London, Great Britain - A joint investigation between U.S. Immigration and Customs Enforcement’s (ICE) Homeland Security Investigations (HSI), the City of London Police, and the Motion Picture Association of America led to the arrest of a man suspected of leaking top hit movies, including The Expendables 3, on the Internet.

The City of London’s Police Intellectual Property Crime Unit (PIPCU) unit arrested the 26-year-old at his workplace in Leeds yesterday morning before taking him to a local police station for questioning.

The suspect is believed to be involved in obtaining high-quality films and leaking them on to the Internet. It is estimated his actions are costing the industry millions of dollars.

Officers from PIPCU and HSI searched the man’s home in Halifax where several computers and mobile devices were seized.

“Tackling virtual piracy remains a top priority for law enforcement. Too often these types of crimes are regarded as immaterial because they are seemingly without victims; however, when a business suffers a loss, it is felt at all levels, from the C-suite to the mailroom. In cases such as this, preventing piracy is akin to protecting people’s livelihoods,” said Matthew Etre, U.S. Embassy London's attaché for HSI. “This arrest is yet another success story highlighting what strong, collaborative relationships between law enforcement agencies can accomplish. HSI London values its relationship with the PIPCU and continues to work closely with them to battle against intellectual property crime.”

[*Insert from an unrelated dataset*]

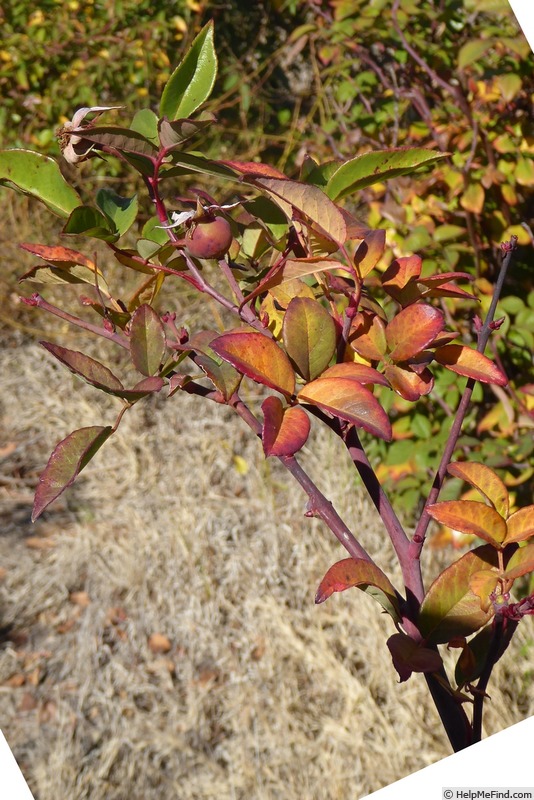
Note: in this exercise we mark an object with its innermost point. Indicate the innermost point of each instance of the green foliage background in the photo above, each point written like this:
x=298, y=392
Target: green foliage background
x=327, y=80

“[This] action should serve as a warning to online pirates,” said Mick Dodge, detective inspector for the City of London Police. “The UK is not a safe haven for criminals seeking to attack international businesses from our shores. Working with our law enforcement partners worldwide, PIPCU is coming down hard on criminals who are exploiting intellectual property for their own financial gain.”

Sylvester Stallone, star and co-author of The Expendables 3 said, "I’d like to thank the Police Intellectual Property Crime Unit (PIPCU) at the City of London Police for working with U.S. Homeland Security Investigations to apprehend the suspect in this case. It is important to protect the rights of creatives around the world from theft.”

Thursday’s arrest stems from a probe initiated in July 2014 by HSI special agents in Los Angeles after the agency received a tip regarding possible movie piracy from film industry representatives.